The Uighurs of west China are being forced into re-education camps to be cured of their tribalist, nationalist and Islamic beliefs. Christians are being persecuted. Tibetans are being replaced in their homeland by Han Chinese. The Communist Party’s role and rule as the font of ideological, political and moral truth is being elevated and imposed.
The Chinese still hold land seized from India 50 years ago. China now claims as sovereign territory virtually all of a South China Sea, which encompasses territorial waters of six nations. It has begun building air, naval and military bases on rocks and reefs belonging to Manila.
China has warned foreign warships to stay out of the Taiwan Strait and has built up its force on the mainland opposite the island, warning that any move by Taiwan to declare independence would be regarded as an act of war. It claims the Japanese-held Senkaku Islands.
In its Belt and Road projects to tie China to Central and South Asia and Europe, China has lent billions to build ports, only to take possession of the facilities when local regimes default on their loans.
But not all is going well for the regime on its 70th birthday.
The people of Hong Kong, who are surely being cheered by many on the mainland of China, have been protesting for months, demanding the liberty and independence for which American patriots fought in our Revolution, not Mao’s revolution.
Nor are the newly prosperous Chinese people fools. They relish the rising power of China and the respect their country commands in the world, but they know it was not Marx, Lenin or Mao who produced their prosperity. It was capitalism. They cannot but be uneasy seeing the freedoms and benefits they enjoy being dissipated in a trade war with the Americans and the new repression issuing from Beijing.
Among the epochal blunders America has committed since the end of the Cold War, three stand out.

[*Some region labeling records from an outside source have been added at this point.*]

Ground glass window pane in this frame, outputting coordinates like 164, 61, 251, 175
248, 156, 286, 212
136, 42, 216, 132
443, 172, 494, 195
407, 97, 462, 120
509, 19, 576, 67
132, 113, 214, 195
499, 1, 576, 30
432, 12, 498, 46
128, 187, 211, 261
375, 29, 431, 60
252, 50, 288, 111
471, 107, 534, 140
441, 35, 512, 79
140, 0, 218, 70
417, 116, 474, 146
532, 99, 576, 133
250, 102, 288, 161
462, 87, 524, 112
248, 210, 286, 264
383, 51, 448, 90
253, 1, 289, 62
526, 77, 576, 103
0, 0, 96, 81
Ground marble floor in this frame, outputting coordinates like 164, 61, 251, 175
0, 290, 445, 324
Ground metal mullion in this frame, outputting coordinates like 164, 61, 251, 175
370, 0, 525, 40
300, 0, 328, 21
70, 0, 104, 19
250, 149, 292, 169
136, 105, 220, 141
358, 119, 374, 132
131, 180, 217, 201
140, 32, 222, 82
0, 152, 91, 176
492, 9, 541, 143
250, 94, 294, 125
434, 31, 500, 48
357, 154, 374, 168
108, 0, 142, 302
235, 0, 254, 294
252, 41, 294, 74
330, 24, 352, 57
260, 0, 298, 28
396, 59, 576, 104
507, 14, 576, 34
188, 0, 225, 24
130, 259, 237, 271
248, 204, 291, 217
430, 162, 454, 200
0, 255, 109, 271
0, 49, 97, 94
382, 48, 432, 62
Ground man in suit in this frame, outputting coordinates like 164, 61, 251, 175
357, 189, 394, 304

The first was our disastrous plunge into the Middle East to create regimes oriented to the West. The second was the expansion of NATO to the front porch of Russia, driving the largest nation on earth, and one of its most formidable nuclear powers, into the arms of China.
The third was to throw open America’s markets to Chinese goods on favorable terms, which led to the enrichment and empowerment of a regime whose long-term threat to U.S. interests and American values is as great as was that of the Soviet Union in the Cold War.
The question for America’s statesmen is how to cope with the rising challenge of China while avoiding a war that would be a calamity for all mankind. Patience, prudence and perseverance commend themselves.
But the first necessity is to toss out the ideological liberalism which proclaims that David Ricardo’s free trade dogmatism is truth for all nations at all times and that John Locke’s ideas apply to all cultures and countries.